Once you’re settled in your first apartment, you’re sure to look for ways to save a few bucks here and there as bills add up. Food is a HUGE way you can limit expenses. Think about it… going out, even for a quick bite, can cost $10-$15 per person. If you were to cook a meal at home, it can cost a fraction of that, down to a few dollars per person! But, with a hectic work and social schedule, cooking can fall to the back burner (see what I did there?). The great news? It doesn’t have to! With a slow-cooker, you can make healthy, delicious, CHEAP meals with the press of a button.
Don’t have a slow-cooker?
No problem! This is a quick one-time investment, and basic versions are pretty inexpensive. If you live alone or with a roommate or two that will share meals with you, you don’t need a huge fancy machine. Check out this basic model from Target ($30), this mini version of a CrockPot ($9, and great if you live or cook solo!), or a programmable model ($35). There are many other options as well, which you can find by searching “slow cooker” online! The programmable model is great because you can schedule your machine to start and stop cooking at a specific time, but it’s certainly not necessary if you’re on a budget.
Slow cookers heat food at low temperatures for hours at a time, meaning you can leave your dinner in the slow cooker in the morning and come home to a perfectly done meal 8 hours later! They are small canisters that plug into the wall, meaning no open flames. You can cook anything from meat to soups to casseroles to desserts!
There are hundreds (thousands!) of slow-cooker recipes available online, and there are plenty of cookbooks dedicated to the style of cooking. Do some online searching to find a few recipes that speak to you!

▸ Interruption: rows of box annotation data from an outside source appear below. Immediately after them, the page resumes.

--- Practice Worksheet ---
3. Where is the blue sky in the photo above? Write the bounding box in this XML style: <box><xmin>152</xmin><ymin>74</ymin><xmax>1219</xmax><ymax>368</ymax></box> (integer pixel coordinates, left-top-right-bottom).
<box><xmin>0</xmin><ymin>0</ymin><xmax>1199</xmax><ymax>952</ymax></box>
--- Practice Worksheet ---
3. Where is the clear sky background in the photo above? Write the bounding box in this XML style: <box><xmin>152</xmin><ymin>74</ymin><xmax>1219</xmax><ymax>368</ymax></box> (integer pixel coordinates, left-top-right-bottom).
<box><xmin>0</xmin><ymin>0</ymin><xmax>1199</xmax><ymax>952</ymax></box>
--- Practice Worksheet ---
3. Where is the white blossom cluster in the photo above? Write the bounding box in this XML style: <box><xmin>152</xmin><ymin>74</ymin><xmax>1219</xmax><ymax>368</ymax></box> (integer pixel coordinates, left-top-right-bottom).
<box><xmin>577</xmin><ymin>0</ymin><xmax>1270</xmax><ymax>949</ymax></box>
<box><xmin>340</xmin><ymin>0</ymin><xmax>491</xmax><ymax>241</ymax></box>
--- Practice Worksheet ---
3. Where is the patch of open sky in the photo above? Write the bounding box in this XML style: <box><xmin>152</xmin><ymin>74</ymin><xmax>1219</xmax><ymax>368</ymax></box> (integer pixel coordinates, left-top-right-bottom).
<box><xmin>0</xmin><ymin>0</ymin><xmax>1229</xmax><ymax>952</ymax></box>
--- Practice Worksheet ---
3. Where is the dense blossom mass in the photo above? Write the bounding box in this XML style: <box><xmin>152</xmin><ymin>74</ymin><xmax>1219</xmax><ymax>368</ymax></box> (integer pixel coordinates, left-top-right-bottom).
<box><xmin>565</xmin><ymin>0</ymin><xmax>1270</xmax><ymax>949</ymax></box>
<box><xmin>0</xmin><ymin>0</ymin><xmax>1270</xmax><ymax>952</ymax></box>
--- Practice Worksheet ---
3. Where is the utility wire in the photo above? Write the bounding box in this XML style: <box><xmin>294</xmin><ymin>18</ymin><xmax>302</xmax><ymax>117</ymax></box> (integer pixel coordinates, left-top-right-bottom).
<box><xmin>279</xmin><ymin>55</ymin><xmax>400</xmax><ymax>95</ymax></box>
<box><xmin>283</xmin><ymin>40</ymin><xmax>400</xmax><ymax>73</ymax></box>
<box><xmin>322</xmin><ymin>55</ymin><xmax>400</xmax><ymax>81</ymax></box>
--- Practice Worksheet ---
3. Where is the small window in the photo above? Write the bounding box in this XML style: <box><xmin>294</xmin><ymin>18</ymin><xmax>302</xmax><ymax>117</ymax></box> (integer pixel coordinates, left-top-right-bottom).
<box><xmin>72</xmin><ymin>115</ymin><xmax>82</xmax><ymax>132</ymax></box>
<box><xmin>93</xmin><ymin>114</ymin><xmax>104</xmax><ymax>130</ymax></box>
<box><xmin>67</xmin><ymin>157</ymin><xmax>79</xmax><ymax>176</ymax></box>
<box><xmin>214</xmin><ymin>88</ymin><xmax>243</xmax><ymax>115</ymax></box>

Purchase the ingredients and toss them into your machine in the morning for a delicious meal that evening! Here are a few ideas from Allrecipes, CountryLiving, and Delish to get you started.
- Try preparing all ingredients for a couple recipes in advance (or on a meal prep day!) and freeze them in a plastic bag until you’re ready to use them. This will save on prep time during busy weeks as you can dump the bag’s contents right into the slow-cooker and start!
- If you plan to cook something while at work, prepare the ingredients the night before and keep them in the refrigerator to save on prep time when you wake up.
- Making a heavy dish? Consider sauteing some vegetables alongside, to ensure a balanced meal.
- Practice with dishes that you cannot overcook. A pot of chili is a perfect starter dish.
While slow-cookers are very safe at this point, it never hurts to be too careful! Always (always) take 10 minutes to read the manual when your slow-cooker arrives so you understand the instructions and specifics of your model. In general:
- Slow-cookers are OK to leave unattended while you’re at school or work, but follow the recipe instructions for the allotted time. Don’t leave it for too much longer than indicated to avoid burning food!
- Position your slow-cooker in an open space while cooking, away from its cord, any dish or paper towels, and out from underneath cabinets.
- Keep the counter beneath your slow-cooker clean and clear of any papers, plastic, or food scraps. It can get hot!
- Try to plan your first use for a time you’ll be home to monitor the machine. This will give you some peace of mind and confidence in the machine while you learn how to use it!
There is also a new multi-cooker, called Instant Pot, on the market. It has many more functions, including a pressure cooker setting, but it is much pricier, in the $70-$100 range. However, it may be a good option for roommate houses where a lot of cooking is done together.